Orası öyle ama bizim ülkede trenler bile raydan çıkabiliyor, hatırlarsın. Güvenli olan tek şey evde oturmak yani.

Yazan:isimsiz | Tarih: 2008-06-14 11:27:39
Konu: Tren anıları
Başlığı görünce heyecanlandım. Aklıma Demiryolu Çocukları adlı çocuk romanı geldi. Sanki o kitaptan bahsedeceksin, çocukken dönüp dönüp okuduğum romanın kahramanları canlanıvereceklermiş gibi geldi...O roman yüzünden hep demiryolu yakınında oturmayı hayal ederdim.....Bir de trenli filmler nedeniyle özentim vardır tren yolculuklarına. Özellikle de yemek vagonunda yemek yemeye...İlk yataklı tren yolculuğumu İstanbul-Ankara arasında yaptım. Yeni ameliyat olmuş kardeşe eşlik edilecek yolculukta en sarsmayacak ulaşım metodu seçildi. Tren seferleri arasında da bir kaç alternatif vardı," hayatta kaç kere filmlerdeki gibi yolculuk yapma fırsatı olur ki; en lüks neyse ondan olsun" diye bilet aldığımı çok iyi hatırlıyorum :) Gerçekten TCDD inanılmaz lüks içinde seyahat ettirmişti bizi. Kompartmanın içinde mini-bardan lavaboya kadar ne ararsan var; gündüz oturduğunuz koltukları siz yemekteyken birileri gelip yatak haline çeviriyor çiçekler getiriyor falan, yemek vagonu tam hayal ettiğim gibi çok hoş bir tecrübeydi...Ben de sandım ki yataklı vagonda yolculuk demek hep böyle lüks demektir...Yıllar sonra İspanya'ya seyahat planlarken Madrid-Barcelona arasında trenle gece vakti seyahat etmeyi akıl etmiştim, ama bilet almaya gelince bu sefer en ucuz fiyatlı seferi seçtim (turist psikolojisi)...Meğer parayı veren düdüğü çalarmış!!! Bileti satan görevli anlatmaya çalışmıştı sanırım ama İspanyolcam yok ki anlayayım.. Kompartman niyetine dolap gibi bir bölmede üç katlı iki ranzada toplam 6 kişi uyunacağını, eşyaların da aradaki boşluğa üst üste konularak üst kattaki yatağa tırmanabilmek için merdiven görevi göreceğini anca trene binince anlayabildim...Üstelik bir gürültü bir gürültü, gece boyu durup kalkmalar, birilerinin gelip gelip konserve gibi dizildiğimiz yatak-raflara yatmıp-kalkması, kapı açıp kapaması...Önce çok tedirgin olduysam da sonra mışıl mışıl uykuya dalmış ve her şeye rağmen bu yolculuktan da memnun kalmıştım...Ben de tren anıları şimdilik bu kadar...Merakla seninkileri duymayı bekliyoruz...Hayırlı yolculuklar..(hbasak)
........
Valla o romanı hiç okumadım ama anlattıklarına bakarak heves edebilirim. Bahsettiğin yataklı kompartman işini hiç yapamadım. Şu anda dahi normal koltukta gidiyorum. Ama burada çok pahalı onlar. Neredeyse uçak parasının üç katına geliyor benim rota... İspanya' da insanların yerlerde yattığı trenlerden de bahsettiler, seninki yine iyiymiş aslında :) 

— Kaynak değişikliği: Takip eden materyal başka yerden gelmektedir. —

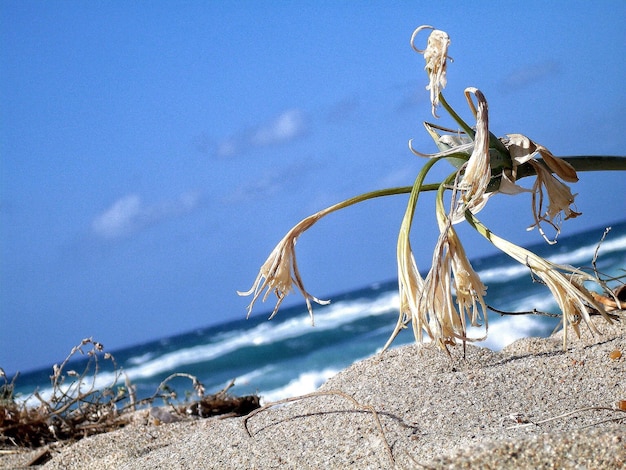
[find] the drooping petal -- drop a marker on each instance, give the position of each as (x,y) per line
(280,272)
(435,55)
(478,171)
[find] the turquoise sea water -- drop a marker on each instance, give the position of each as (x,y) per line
(286,356)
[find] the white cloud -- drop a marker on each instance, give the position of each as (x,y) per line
(130,214)
(289,125)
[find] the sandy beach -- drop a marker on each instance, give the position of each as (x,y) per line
(487,410)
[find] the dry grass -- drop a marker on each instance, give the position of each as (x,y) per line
(77,408)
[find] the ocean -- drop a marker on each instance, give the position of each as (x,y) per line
(287,356)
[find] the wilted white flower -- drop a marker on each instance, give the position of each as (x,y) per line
(280,271)
(477,172)
(565,282)
(560,197)
(435,55)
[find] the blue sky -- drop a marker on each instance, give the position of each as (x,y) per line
(153,153)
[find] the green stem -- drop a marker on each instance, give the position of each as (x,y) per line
(374,194)
(418,186)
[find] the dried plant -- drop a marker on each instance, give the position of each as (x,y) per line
(78,408)
(451,296)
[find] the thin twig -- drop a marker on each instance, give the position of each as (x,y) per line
(569,413)
(323,393)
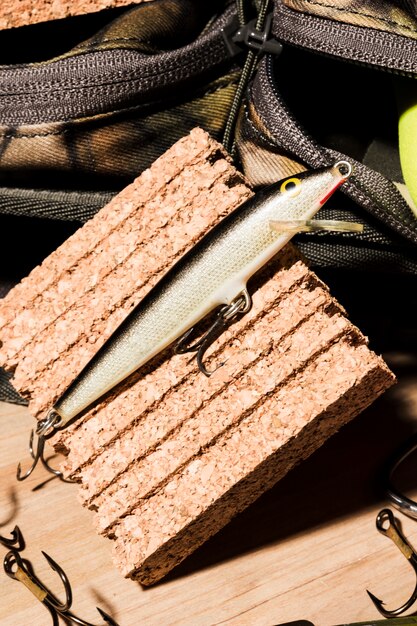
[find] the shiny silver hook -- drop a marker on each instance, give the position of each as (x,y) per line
(387,525)
(21,570)
(45,429)
(240,305)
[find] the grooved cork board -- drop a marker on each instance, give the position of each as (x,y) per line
(170,456)
(15,13)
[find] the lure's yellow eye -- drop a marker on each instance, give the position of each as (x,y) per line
(291,186)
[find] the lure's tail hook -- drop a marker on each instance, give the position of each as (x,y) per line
(387,525)
(44,429)
(241,304)
(20,569)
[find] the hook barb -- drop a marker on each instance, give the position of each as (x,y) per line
(16,543)
(44,430)
(20,569)
(240,305)
(388,526)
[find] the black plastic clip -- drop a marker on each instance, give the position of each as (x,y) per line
(237,37)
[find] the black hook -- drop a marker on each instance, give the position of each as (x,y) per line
(16,543)
(45,429)
(387,525)
(20,569)
(241,304)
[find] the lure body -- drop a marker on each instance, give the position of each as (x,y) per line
(213,272)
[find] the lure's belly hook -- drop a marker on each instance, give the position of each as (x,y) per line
(213,274)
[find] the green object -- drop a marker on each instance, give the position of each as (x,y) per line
(407,134)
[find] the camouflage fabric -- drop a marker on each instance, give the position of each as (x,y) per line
(57,169)
(107,148)
(394,16)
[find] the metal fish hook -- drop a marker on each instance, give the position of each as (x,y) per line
(20,569)
(393,531)
(16,543)
(45,429)
(227,313)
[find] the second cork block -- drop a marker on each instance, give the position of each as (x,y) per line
(170,456)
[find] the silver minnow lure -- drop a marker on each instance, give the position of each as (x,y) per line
(213,273)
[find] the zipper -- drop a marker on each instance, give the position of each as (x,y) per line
(372,191)
(97,82)
(365,45)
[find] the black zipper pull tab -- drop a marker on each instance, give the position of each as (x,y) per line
(238,37)
(254,36)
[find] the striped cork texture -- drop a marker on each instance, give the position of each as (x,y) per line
(170,456)
(15,13)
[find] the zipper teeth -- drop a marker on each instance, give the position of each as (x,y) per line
(363,45)
(97,82)
(290,135)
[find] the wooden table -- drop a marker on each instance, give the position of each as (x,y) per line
(308,549)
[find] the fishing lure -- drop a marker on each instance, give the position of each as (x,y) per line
(214,273)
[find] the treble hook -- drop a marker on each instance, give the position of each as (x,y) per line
(20,569)
(16,543)
(393,531)
(241,304)
(45,429)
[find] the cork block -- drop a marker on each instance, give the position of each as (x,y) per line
(15,13)
(170,456)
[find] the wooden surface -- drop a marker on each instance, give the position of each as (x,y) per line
(308,549)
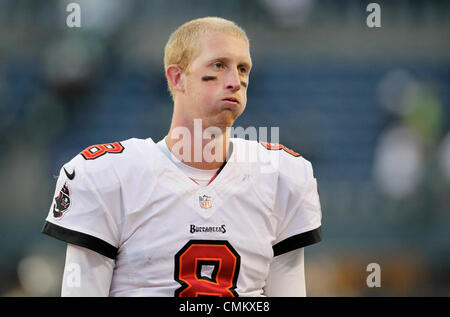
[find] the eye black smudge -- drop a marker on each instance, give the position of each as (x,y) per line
(208,78)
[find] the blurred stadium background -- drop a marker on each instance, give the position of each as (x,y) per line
(369,107)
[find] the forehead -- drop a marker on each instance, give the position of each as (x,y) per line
(222,45)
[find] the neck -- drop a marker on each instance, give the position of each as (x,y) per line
(198,146)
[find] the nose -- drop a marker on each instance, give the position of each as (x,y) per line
(233,82)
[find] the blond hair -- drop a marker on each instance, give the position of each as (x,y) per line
(181,48)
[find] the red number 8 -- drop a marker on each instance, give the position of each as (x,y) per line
(94,151)
(190,260)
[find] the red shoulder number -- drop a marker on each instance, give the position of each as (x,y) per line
(94,151)
(276,146)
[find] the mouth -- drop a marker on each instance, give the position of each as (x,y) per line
(231,100)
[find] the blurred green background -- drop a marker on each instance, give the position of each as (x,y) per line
(369,107)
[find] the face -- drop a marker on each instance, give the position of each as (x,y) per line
(216,83)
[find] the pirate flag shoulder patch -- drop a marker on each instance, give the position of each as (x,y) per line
(62,202)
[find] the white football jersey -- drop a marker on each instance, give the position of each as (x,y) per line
(171,237)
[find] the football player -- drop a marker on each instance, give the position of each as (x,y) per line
(190,215)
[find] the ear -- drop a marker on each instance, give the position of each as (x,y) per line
(174,77)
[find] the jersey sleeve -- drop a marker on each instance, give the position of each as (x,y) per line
(297,206)
(85,209)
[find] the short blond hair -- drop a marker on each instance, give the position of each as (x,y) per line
(181,46)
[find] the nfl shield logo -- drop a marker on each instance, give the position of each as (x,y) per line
(205,201)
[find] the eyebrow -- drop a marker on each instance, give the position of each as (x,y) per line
(226,59)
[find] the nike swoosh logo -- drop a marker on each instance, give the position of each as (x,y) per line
(70,176)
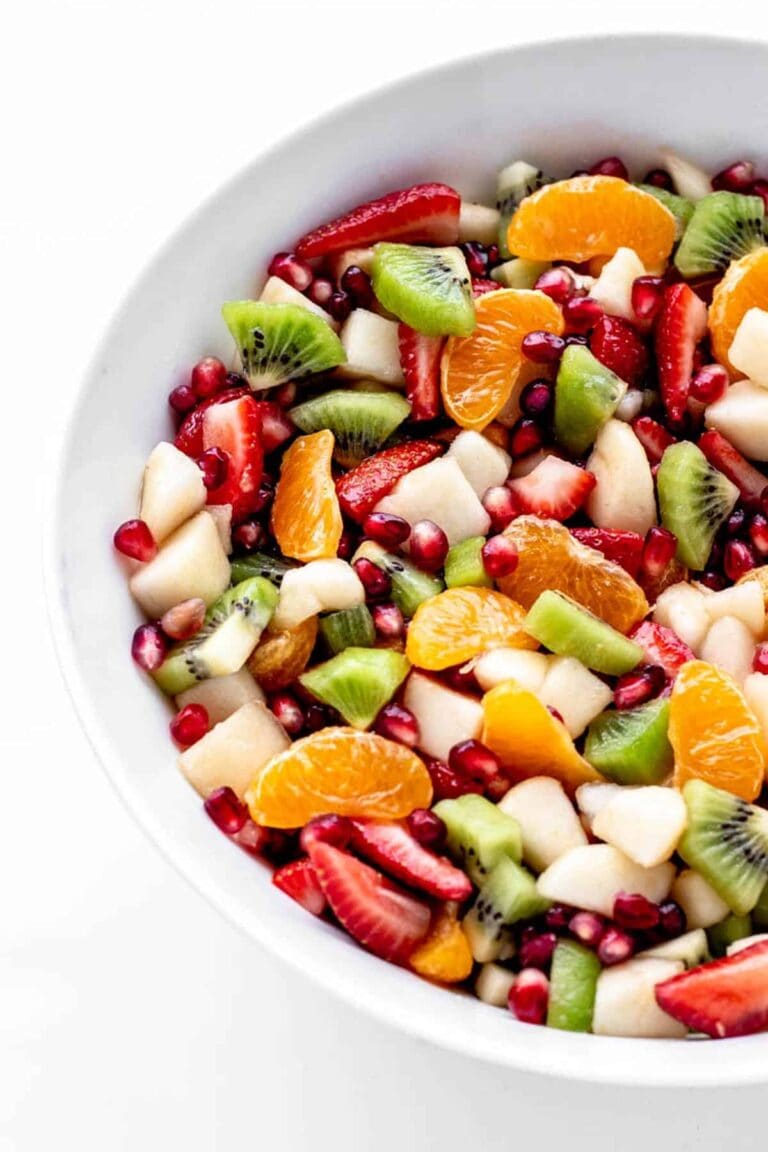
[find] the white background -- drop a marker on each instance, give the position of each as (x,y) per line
(131,1016)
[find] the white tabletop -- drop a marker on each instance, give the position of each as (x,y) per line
(131,1016)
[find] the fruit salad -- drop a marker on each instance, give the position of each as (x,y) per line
(455,576)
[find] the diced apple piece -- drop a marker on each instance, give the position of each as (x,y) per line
(625,1002)
(172,491)
(445,717)
(190,563)
(547,819)
(234,752)
(592,877)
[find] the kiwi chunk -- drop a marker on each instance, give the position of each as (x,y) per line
(727,841)
(565,628)
(694,499)
(230,631)
(281,342)
(357,682)
(359,421)
(586,396)
(427,288)
(479,834)
(631,747)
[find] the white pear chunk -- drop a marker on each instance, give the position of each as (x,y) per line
(625,1001)
(624,497)
(233,753)
(445,717)
(548,821)
(190,563)
(172,491)
(699,901)
(440,492)
(646,824)
(592,877)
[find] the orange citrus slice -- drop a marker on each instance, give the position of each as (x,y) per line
(305,516)
(550,558)
(714,733)
(341,771)
(585,217)
(461,623)
(478,373)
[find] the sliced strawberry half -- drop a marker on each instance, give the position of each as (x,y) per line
(236,429)
(375,912)
(394,849)
(682,324)
(299,881)
(364,486)
(725,998)
(554,490)
(419,357)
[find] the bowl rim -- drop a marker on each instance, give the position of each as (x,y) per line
(565,1056)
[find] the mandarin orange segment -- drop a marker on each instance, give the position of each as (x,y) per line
(341,771)
(550,558)
(586,217)
(744,286)
(529,740)
(714,733)
(478,373)
(305,516)
(462,622)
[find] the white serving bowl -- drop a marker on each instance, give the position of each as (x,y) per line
(560,104)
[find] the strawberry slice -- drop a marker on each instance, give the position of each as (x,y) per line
(425,213)
(235,426)
(394,849)
(682,324)
(364,486)
(379,915)
(623,547)
(299,881)
(554,490)
(419,357)
(725,998)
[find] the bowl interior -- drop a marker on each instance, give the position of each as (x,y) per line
(560,105)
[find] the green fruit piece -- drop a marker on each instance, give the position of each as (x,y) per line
(230,631)
(586,396)
(631,747)
(357,682)
(479,834)
(281,342)
(727,841)
(359,421)
(565,628)
(723,227)
(694,499)
(427,288)
(572,987)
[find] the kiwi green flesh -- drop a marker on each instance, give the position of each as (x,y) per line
(694,499)
(727,841)
(281,342)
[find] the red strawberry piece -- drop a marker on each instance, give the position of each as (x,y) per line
(420,361)
(299,881)
(725,998)
(375,912)
(618,346)
(425,213)
(394,849)
(623,547)
(554,490)
(364,486)
(682,324)
(236,429)
(731,463)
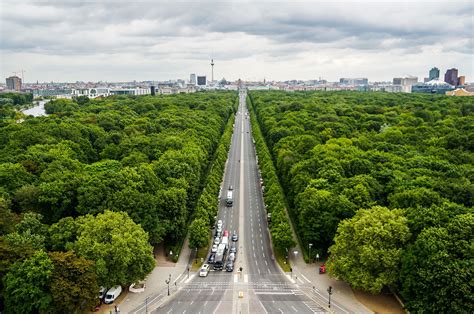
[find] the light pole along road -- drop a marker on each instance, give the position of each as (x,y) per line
(261,287)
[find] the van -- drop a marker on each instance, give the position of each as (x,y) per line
(102,292)
(112,294)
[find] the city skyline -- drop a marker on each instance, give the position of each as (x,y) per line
(252,40)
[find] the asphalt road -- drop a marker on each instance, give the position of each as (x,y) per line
(261,287)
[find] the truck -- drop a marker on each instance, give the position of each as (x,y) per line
(229,201)
(220,257)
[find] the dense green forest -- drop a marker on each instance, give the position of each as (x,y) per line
(95,170)
(384,184)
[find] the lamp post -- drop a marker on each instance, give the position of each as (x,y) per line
(329,292)
(168,283)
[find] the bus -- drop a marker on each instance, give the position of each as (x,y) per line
(229,200)
(220,257)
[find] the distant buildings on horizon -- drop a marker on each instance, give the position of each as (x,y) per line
(408,84)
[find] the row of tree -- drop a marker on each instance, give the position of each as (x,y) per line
(93,185)
(275,202)
(208,203)
(396,169)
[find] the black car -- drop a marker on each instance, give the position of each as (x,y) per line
(229,266)
(235,237)
(211,258)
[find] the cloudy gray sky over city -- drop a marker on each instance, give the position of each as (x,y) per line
(279,40)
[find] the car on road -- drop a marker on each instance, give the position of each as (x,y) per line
(322,269)
(204,271)
(235,237)
(229,266)
(231,257)
(211,258)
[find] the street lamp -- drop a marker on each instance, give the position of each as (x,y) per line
(168,283)
(329,292)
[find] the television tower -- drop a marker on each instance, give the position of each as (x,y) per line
(212,68)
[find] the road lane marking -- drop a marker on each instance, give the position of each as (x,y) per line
(190,278)
(305,278)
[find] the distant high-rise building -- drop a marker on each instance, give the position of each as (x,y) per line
(451,76)
(354,81)
(434,74)
(201,80)
(13,83)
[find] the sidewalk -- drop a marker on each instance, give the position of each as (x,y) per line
(156,288)
(341,291)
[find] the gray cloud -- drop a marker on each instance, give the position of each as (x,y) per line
(174,38)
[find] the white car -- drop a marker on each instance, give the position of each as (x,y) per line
(231,257)
(204,271)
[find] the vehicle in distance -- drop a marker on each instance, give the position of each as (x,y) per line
(225,240)
(204,271)
(231,257)
(229,201)
(112,294)
(211,258)
(235,237)
(220,257)
(229,266)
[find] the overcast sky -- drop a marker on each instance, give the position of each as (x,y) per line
(72,40)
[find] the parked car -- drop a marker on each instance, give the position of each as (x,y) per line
(112,294)
(235,237)
(204,271)
(229,266)
(102,292)
(231,257)
(322,269)
(211,258)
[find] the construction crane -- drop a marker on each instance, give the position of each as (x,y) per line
(22,74)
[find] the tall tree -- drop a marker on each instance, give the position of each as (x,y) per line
(26,285)
(73,284)
(119,247)
(368,247)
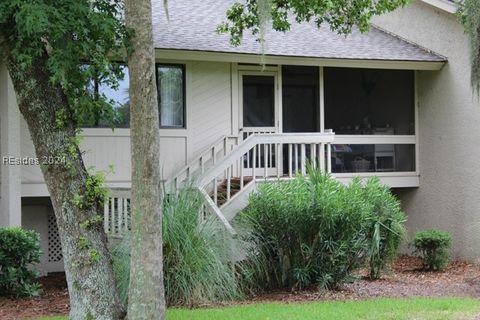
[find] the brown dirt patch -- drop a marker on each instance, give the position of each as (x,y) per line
(405,279)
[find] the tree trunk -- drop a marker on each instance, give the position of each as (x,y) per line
(146,293)
(91,284)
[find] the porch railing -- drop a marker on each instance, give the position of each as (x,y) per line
(204,161)
(266,156)
(230,166)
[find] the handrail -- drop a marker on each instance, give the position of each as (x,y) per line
(210,151)
(258,139)
(215,210)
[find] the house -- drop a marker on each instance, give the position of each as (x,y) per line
(395,103)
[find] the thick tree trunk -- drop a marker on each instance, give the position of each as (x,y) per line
(146,293)
(91,284)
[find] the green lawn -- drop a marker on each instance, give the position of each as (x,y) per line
(395,309)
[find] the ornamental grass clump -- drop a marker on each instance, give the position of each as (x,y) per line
(200,258)
(434,248)
(19,250)
(387,226)
(315,231)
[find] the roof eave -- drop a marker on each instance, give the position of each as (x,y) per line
(196,55)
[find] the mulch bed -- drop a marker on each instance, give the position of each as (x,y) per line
(405,279)
(52,301)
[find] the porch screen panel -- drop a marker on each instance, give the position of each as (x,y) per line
(171,95)
(258,101)
(369,101)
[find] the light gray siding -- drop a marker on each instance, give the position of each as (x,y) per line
(449,134)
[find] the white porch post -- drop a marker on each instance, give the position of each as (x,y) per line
(10,189)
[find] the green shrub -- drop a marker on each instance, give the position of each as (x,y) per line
(387,228)
(434,247)
(316,231)
(197,255)
(19,249)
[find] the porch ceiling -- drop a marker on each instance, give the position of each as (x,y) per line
(192,27)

Yazan:jidotakafu | Tarih: 2008-06-14 12:00:00
Konu: ..
Lanet blogcu yorumumu sildi ..
vıjjtt diye eski sayfaya geçti yorum gitti ya..
Nasıl da iştahla anlatmıştım..
Hevesim kaçtı bi daha anlatmıcam :(...
Rotan oldukça uzunmuş...
yegenim gitti..
ben de özledim..
haritaya bakınca bi tuhaf oldum...
böğüüüğğüğü ...
Onun da vardı oyunca treni..
Geçen yaz aldık biz de geldiğinde..
İlk günden ray bağlantılarını kırdı..
Ama cuff cuuuuffff diye evin içinde gezmeye
devam edip oyuncak trenin gürültüsüne
eş değer bir patırtıdan bizi mahrum bırakmadı sağolsun ...
Hadi iyi yolculuklar dileyelim sana...
Bol bol malzemeyle dönrsin sen şimdi bi de..
Ohh pek güzel...
Bekliyorum ben merakla...
...........
Ah şu blogcunun yediği yorumları uç uca eklesek ekvatoru dolaşır azizim. Evet rota uzun ama yarısını aldım bile. Senin yorumunu cevapladıktan sonra yenisini yükleyeceğim kısmetse... Hadi görüşürüz.